The earliest Coat of Arms found in existence to date is that of Geoffrey Plantagenet, Count of Anjou, who was the father of King Henry II of England. The scribe Jean Rapicault relates the story of the count’s marriage to Princess Mathilda of England in 1127. When his royal father-in-law, King Henry I, bestowed the accolade upon him he hung a shield around his neck with gold lions on it. This very shield is clearly depicted on the enameled plate which was suspended above his tomb in Le Mans Cathedral in 1151(image above). The Chronique d’Ernoul refers to the Arms of the King of England in 1157, but unfortunately does not describe them. A shield does not appear on the seal of Henry II either. In 1189, however, the first Great Seal of Richard I, his son and successor, shows his mounted figure carrying a shield displaying a single lion rampant facing the sinister ( left ). Lions are particularly common among the Arms of the descendants of these early Plantagenets, and it is hard not to conclude that a lion Coat of Arms of some kind was used by King Henry II and by King Henry his grandfather before him.

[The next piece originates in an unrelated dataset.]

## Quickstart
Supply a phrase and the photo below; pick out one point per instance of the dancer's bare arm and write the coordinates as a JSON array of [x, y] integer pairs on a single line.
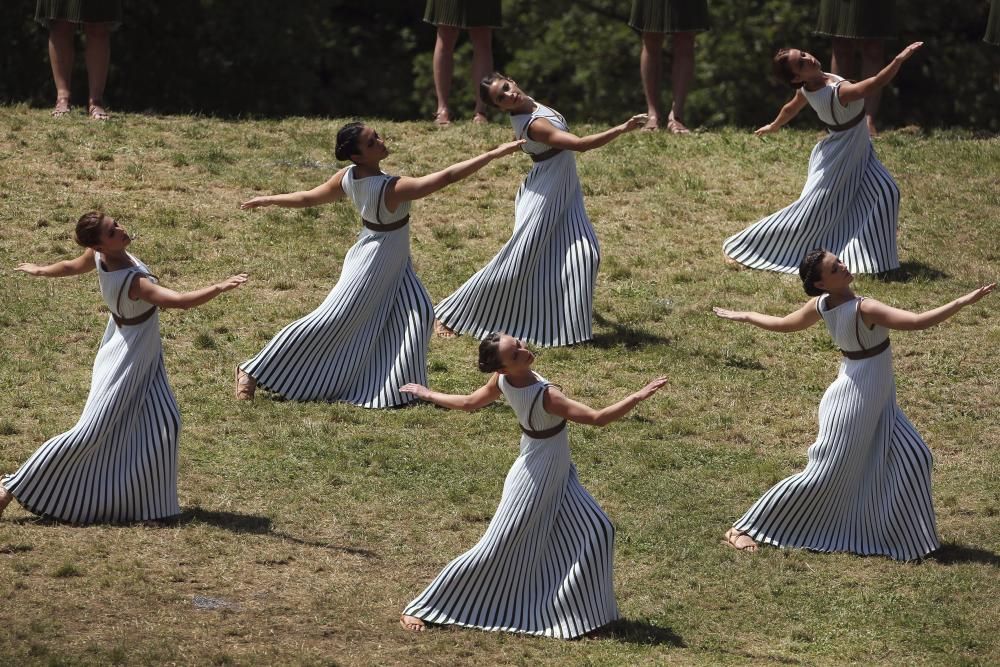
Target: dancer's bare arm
[[409, 188], [803, 318], [547, 133], [480, 398], [557, 403], [326, 193], [67, 267], [145, 289], [875, 312], [849, 92], [787, 113]]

Lions could easily have been regarded as a royal emblem in the same way that the eagle represented the royal dignity. The Norwegian lion was adopted around the end of the 12th century, with the present form of the Coat of Arms coming into use in 1285. The lions of Denmark came into use in the 12th century also. In 1198 the second great Seal of Richard I of England displays three lions passant guardant which have remained the Arms of England ever since. The lion coat remained in use alone until 1340, when Edward III claimed the throne of France by right of his mother. To emphasize his claim on the Crown of France he quartered the Arms of France with those of England (image left); and thereby instituted an innovation, which was to endure for some centuries. His Successor Richard II, who placed himself under the patronage of Edward the Confessor, retained exactly the same arms but impaled this combined Coat of Arms with that posthumously attributed to his patron. This practice died with him. The succession of the Lancaster, York and Tudor sovereigns produced no more radical changes to the Arms other than a reduction of the number of fleur de lis to three. In addition to the shield the Royal Arms also include a crest and supporters. These took their present form at the beginning of the next century.